Double-stranded DNA viruses come in two main flavors, classified according to their shapes. One contains large and giant DNA viruses that attack complex cells, but also includes much smaller viruses that infect bacteria. These viruses are shaped like footballs. The other flavor has tails and primarily infects bacteria and archaea, but also contains the herpesvirus family, which infects animals.
The disparate properties of these viruses have raised questions that plague virologists: Where do herpes viruses come from? And how are large and giant DNA viruses related to smaller viruses in their domain?
Tara Oceans is “an international, multidisciplinary project aimed at assessing the complexity of ocean life across comprehensive taxonomic and spatial scales”. Project researchers sail around the five oceans and two seas (the Red and the Mediterranean), collecting plankton to try to understand the ocean ecosystem. In new work reported in Nature, a team has extracted plankton from sunny oceans (that’s a technical term: only up to 200 meters below the surface, where light penetrates and photosynthesis occurs). They studied all planktonic DNA viruses by comparing a single characteristic gene among them.

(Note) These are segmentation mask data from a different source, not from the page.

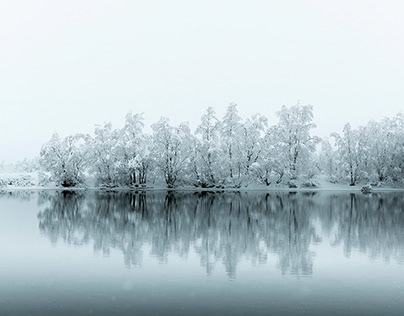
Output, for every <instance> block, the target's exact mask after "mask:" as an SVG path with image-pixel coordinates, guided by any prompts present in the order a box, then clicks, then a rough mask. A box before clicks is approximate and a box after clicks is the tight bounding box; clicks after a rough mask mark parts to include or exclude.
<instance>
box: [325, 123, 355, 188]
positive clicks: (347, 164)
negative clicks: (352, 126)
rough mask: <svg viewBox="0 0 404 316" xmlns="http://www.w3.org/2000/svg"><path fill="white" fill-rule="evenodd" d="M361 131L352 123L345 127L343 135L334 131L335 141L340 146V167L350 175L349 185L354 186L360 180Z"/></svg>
mask: <svg viewBox="0 0 404 316" xmlns="http://www.w3.org/2000/svg"><path fill="white" fill-rule="evenodd" d="M358 135H359V132H358V131H357V130H352V128H351V124H349V123H347V124H345V125H344V128H343V136H340V135H339V134H337V133H332V134H331V136H332V137H334V138H335V143H336V145H337V147H338V149H337V150H338V155H339V159H340V168H341V169H342V171H343V172H344V174H346V175H348V176H349V179H350V183H349V185H351V186H354V185H355V184H356V182H357V180H358V177H359V176H358V169H359V155H358V139H359V137H358Z"/></svg>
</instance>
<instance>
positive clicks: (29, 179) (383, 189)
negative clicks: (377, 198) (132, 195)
mask: <svg viewBox="0 0 404 316" xmlns="http://www.w3.org/2000/svg"><path fill="white" fill-rule="evenodd" d="M38 181H39V180H38V175H37V173H0V191H16V190H35V191H41V190H63V191H86V190H100V191H133V192H136V191H179V192H185V191H187V192H204V191H209V192H248V191H257V192H270V191H290V192H299V191H302V192H305V191H347V192H358V193H359V192H361V188H362V187H363V186H364V185H365V183H362V184H358V185H356V186H349V184H348V183H345V184H343V183H331V182H329V181H328V180H327V177H326V176H324V175H318V176H315V177H314V178H313V179H312V182H313V183H314V184H315V186H313V187H306V186H304V183H305V182H304V181H296V185H297V187H296V188H291V187H289V186H288V185H287V184H285V183H281V184H271V185H269V186H266V185H263V184H255V183H250V184H246V185H242V186H241V187H240V188H232V187H213V188H201V187H194V186H178V187H176V188H167V187H166V186H165V185H164V184H155V183H151V184H149V185H146V186H130V187H129V186H118V187H111V188H108V187H98V186H95V185H94V183H93V182H92V181H89V183H88V184H86V185H83V186H78V187H62V186H57V185H55V184H47V185H39V182H38ZM372 191H373V192H383V191H404V187H393V186H391V185H388V184H384V185H383V186H380V187H377V186H373V187H372Z"/></svg>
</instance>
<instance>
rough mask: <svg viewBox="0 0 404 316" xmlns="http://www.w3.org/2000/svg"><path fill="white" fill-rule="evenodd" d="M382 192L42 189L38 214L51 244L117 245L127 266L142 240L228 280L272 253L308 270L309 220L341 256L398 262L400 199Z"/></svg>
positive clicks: (292, 267) (308, 259) (397, 195)
mask: <svg viewBox="0 0 404 316" xmlns="http://www.w3.org/2000/svg"><path fill="white" fill-rule="evenodd" d="M387 195H388V197H386V194H379V193H376V194H373V195H372V196H364V195H356V194H346V193H345V194H339V193H338V194H325V195H324V194H321V193H317V192H312V191H311V192H308V191H306V192H295V193H288V192H277V193H276V194H272V193H266V194H265V193H263V194H260V193H259V192H254V193H252V192H248V193H247V192H244V193H241V192H233V193H212V192H194V193H188V192H182V193H180V192H168V193H167V192H164V191H162V192H147V193H139V194H134V193H130V192H114V193H106V192H97V191H92V192H72V191H63V192H42V193H41V194H40V195H39V200H40V201H42V202H41V203H39V204H44V203H45V202H48V203H47V205H49V206H48V207H46V208H45V209H44V210H42V211H41V212H40V213H39V214H38V218H39V221H40V224H39V225H40V230H41V231H42V232H43V233H45V235H47V236H48V237H49V238H50V240H51V241H52V243H56V242H57V241H58V240H59V239H62V240H64V241H65V242H67V243H73V244H77V245H80V244H88V243H90V242H92V243H94V249H95V250H97V251H102V252H103V253H106V254H108V253H109V251H110V249H111V248H117V249H121V251H122V252H123V254H124V261H125V264H126V265H127V266H131V265H139V264H141V262H142V258H143V255H144V254H143V252H142V248H143V246H144V245H145V244H149V245H151V249H152V250H151V254H152V255H153V256H155V257H157V258H158V259H159V260H160V261H161V262H166V261H167V256H168V254H169V253H172V252H174V253H176V254H177V255H179V256H186V255H187V254H188V253H189V251H190V249H193V251H195V252H196V253H197V254H198V256H199V257H200V262H201V265H202V266H204V267H205V269H206V271H207V273H208V274H209V273H211V271H212V270H213V269H214V267H215V265H217V264H218V263H222V264H224V266H225V269H226V272H227V274H228V276H229V277H235V275H236V268H237V263H238V262H239V260H240V259H241V258H243V257H245V258H247V257H248V258H251V260H252V261H253V262H259V263H267V259H268V253H269V252H271V253H276V254H277V255H278V257H279V266H280V269H281V271H282V273H291V274H308V275H310V274H312V273H313V258H312V253H311V251H310V246H311V245H312V244H313V243H319V242H321V236H318V232H317V231H316V229H315V225H313V219H315V218H316V217H317V218H319V219H320V222H321V225H322V227H323V230H324V229H325V230H326V231H328V232H331V230H332V229H333V227H337V234H336V235H335V240H333V241H332V243H333V244H334V245H338V244H343V245H344V249H345V254H346V256H349V255H350V251H351V250H352V249H355V248H358V249H360V251H362V252H367V251H369V256H370V257H372V256H375V254H376V256H383V257H384V258H387V257H388V258H390V257H391V258H396V259H397V260H398V261H399V262H400V261H402V260H403V257H404V256H403V254H404V251H403V245H404V240H403V239H404V233H403V232H404V229H403V223H404V218H403V216H404V214H403V213H404V212H403V211H402V205H403V202H404V199H403V197H402V196H401V195H397V194H393V193H391V194H387ZM380 201H383V202H380ZM400 207H401V211H399V209H400ZM380 220H382V222H380ZM376 223H379V226H377V227H378V228H379V230H375V228H377V227H376V226H375V225H376ZM383 223H384V224H383ZM380 225H382V226H380ZM383 225H385V226H383ZM386 225H387V226H386ZM383 227H384V230H383V229H382V230H380V228H383ZM376 231H378V232H379V233H378V234H375V233H374V232H376ZM389 232H391V233H392V234H393V235H392V234H390V233H389ZM400 234H401V235H400ZM394 236H396V237H395V238H394ZM389 245H390V247H388V246H389Z"/></svg>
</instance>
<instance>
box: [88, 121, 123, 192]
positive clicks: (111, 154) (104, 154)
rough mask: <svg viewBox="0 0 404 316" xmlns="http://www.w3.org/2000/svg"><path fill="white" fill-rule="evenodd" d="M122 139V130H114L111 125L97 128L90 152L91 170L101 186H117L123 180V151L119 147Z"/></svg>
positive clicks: (95, 130) (106, 124)
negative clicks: (119, 143) (121, 158)
mask: <svg viewBox="0 0 404 316" xmlns="http://www.w3.org/2000/svg"><path fill="white" fill-rule="evenodd" d="M120 137H121V132H120V130H113V129H112V124H111V123H105V124H104V125H103V126H96V128H95V131H94V138H93V139H92V140H91V144H90V148H89V150H90V152H91V157H92V159H91V170H92V171H93V172H94V173H95V176H96V180H97V183H98V184H99V185H103V186H104V185H105V186H116V185H118V184H120V181H121V180H122V178H121V174H120V170H121V164H122V160H121V157H122V151H121V148H120V147H119V146H118V145H119V140H120Z"/></svg>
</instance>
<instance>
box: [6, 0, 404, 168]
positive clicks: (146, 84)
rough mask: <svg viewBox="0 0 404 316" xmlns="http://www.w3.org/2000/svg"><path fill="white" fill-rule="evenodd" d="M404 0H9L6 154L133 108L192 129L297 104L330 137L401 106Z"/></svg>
mask: <svg viewBox="0 0 404 316" xmlns="http://www.w3.org/2000/svg"><path fill="white" fill-rule="evenodd" d="M403 12H404V1H401V0H397V1H389V0H383V1H381V0H380V1H371V0H367V1H365V0H363V1H358V0H335V1H327V0H300V1H292V0H282V1H280V0H279V1H278V0H277V1H271V0H267V1H264V0H261V1H258V0H244V1H238V0H230V1H222V0H214V1H211V0H204V1H192V0H184V1H179V0H170V1H168V0H165V1H162V0H159V1H154V0H149V1H146V0H143V1H136V0H132V1H129V0H128V1H118V0H114V1H105V0H95V1H85V0H79V1H76V0H69V1H56V0H49V1H47V0H43V1H40V0H37V1H33V0H26V1H19V0H15V1H7V0H0V109H1V111H0V161H2V160H5V161H12V160H20V159H23V158H24V157H28V158H31V157H34V156H36V155H39V150H40V147H41V145H42V144H43V143H44V142H46V141H48V140H49V139H50V138H51V136H52V134H53V132H58V133H59V134H60V135H61V136H67V135H69V134H73V133H77V132H84V133H92V132H93V130H94V126H95V124H102V123H104V122H109V121H111V122H112V124H113V127H115V128H120V127H122V125H123V122H124V117H125V115H126V114H127V113H128V112H130V111H131V112H132V113H141V112H144V113H145V118H146V122H145V123H146V125H147V126H150V125H151V124H152V123H154V122H156V121H157V120H158V119H159V118H160V117H161V116H168V117H169V118H170V119H171V121H172V122H173V123H179V122H181V121H189V122H190V124H191V127H195V126H196V125H197V124H198V122H199V120H200V117H201V115H202V114H203V113H204V112H205V110H206V108H207V107H209V106H213V107H214V108H215V109H216V112H217V114H218V116H219V117H220V118H221V117H222V116H223V114H224V111H225V108H226V107H227V106H228V104H229V103H230V102H235V103H237V104H238V109H239V112H240V114H241V116H242V117H243V118H245V117H247V116H250V115H252V114H254V113H257V112H258V113H261V114H263V115H266V116H267V117H268V119H269V121H270V123H271V124H275V123H276V122H277V118H276V116H275V113H276V112H277V111H278V110H279V109H280V108H281V106H282V105H286V106H291V105H294V104H296V103H297V101H298V100H301V103H302V104H311V105H313V107H314V119H315V123H316V124H317V126H318V128H317V130H316V131H315V133H316V134H317V135H319V136H321V137H323V136H327V135H329V133H331V132H333V131H337V132H340V131H341V130H342V126H343V125H344V124H345V123H347V122H350V123H351V124H352V125H353V127H357V126H359V125H365V124H366V123H367V122H368V121H369V120H371V119H375V120H380V119H382V118H383V117H385V116H387V117H392V116H394V115H396V114H397V113H398V112H399V111H403V109H404V106H403V105H404V58H403V57H404V37H403V34H404V19H403V18H402V15H403Z"/></svg>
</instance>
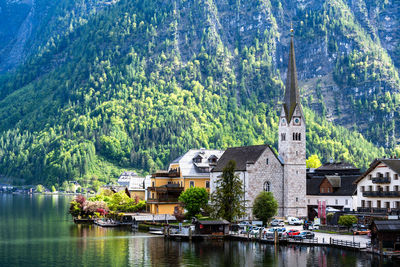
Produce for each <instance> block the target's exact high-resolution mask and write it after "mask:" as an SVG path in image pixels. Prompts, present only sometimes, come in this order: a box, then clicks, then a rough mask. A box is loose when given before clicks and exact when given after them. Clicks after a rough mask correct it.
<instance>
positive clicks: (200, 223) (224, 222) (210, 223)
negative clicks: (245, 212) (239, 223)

This analysis revealed a new phylum of DNA viruses that are shaped like herpes viruses and infect eukaryotes, but share a key enzyme with large and giant viruses. Scientists have named the phylum mirusvirus, for the Latin word after deathmeaning surprising or strange.
They identified seven different clades of mirusviruses and found them all over the world. Three were found exclusively in the Arctic Ocean, while only one was specific to temperate waters. And even though they have only just been identified, it seems that mirusviruses are among the most abundant eukaryotic viruses in sunny oceans. They are also very active in the plankton they infect, indicating that they likely play a key role in the marine ecosystem.
The two DNA virus kingdoms linked by mirusviruses – one containing the giant viruses and the other containing the herpesviruses – are ancient lineages. So, the paths they all took to get to where they are today are still unclear. The similar shape of mirusviruses and herpesviruses suggests that these eukaryotic viruses share a common ancestor. The authors speculate that the shared enzyme was transferred between a giant virus and this common ancestor, although they don’t know which lineage got it first or how it was transferred. Later, herpes viruses lost the gene through reductive evolution. Then somewhere along the way they acquired the ability to infect animals. We are lucky.